Terre ! | Cie La vie est courte
Comme une longue traversée des eaux saumâtres du théâtre
Terre !
C’est le cri que pousse le naufragé, le pirate, le marin à la vue d’un rivage attendu qui se dessine au loin.
C’est pour nous le même espoir que l’on croit voir venir à chaque plateau abordé, chaque rencontre avec un directeur de lieu, qui syncope de temps à autres la longue traversée de la mer insipide et polluée du théâtre actuel.
En y posant le pied, c’est aussi bien souvent la même médiocrité retrouvée à chaque escale et l’espérance déçue d’une nouvelle contrée d’où serait bannies la prétention sérieuse, la vanité des hommes « de culture » et la pauvreté créative.
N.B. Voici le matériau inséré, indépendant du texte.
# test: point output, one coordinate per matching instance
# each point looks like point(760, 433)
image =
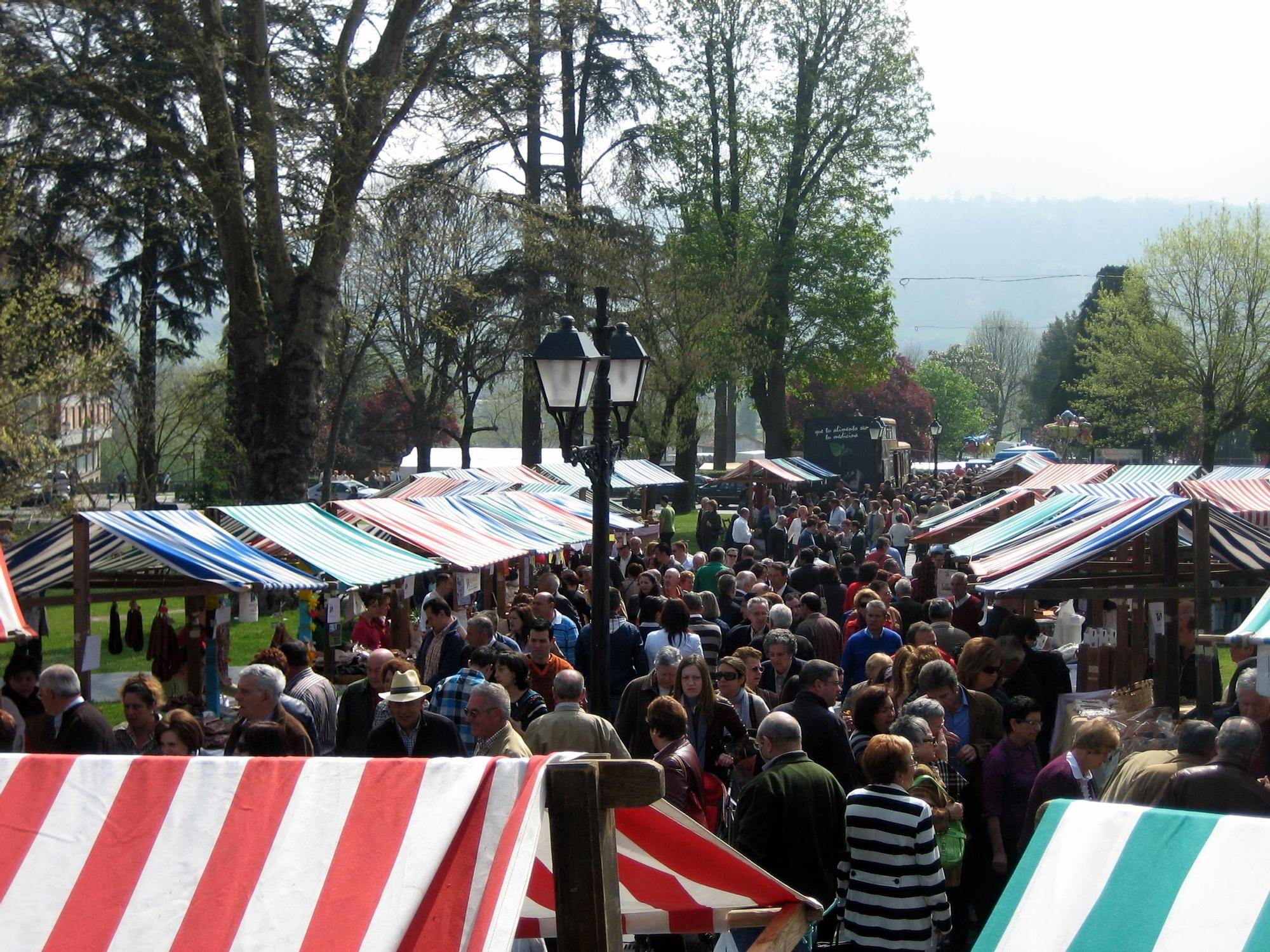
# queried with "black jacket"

« Terre ! », c’était, lors de sa création au Théâtre du Rond-Point, juste l’opportunité d’un pamphlet amusé et désabusé contre la suffisance grotesque des lieux institutionnels du théâtre, de celui là comme des autres, et de tous ceux qui aspirent à pouvoir délicieusement s’y gargariser d’une « audace joyeuse ! »
TERRE !
Texte et conception : David Noir
Une métaphore du théâtre à travers l’évocation du «Radeau de La Méduse»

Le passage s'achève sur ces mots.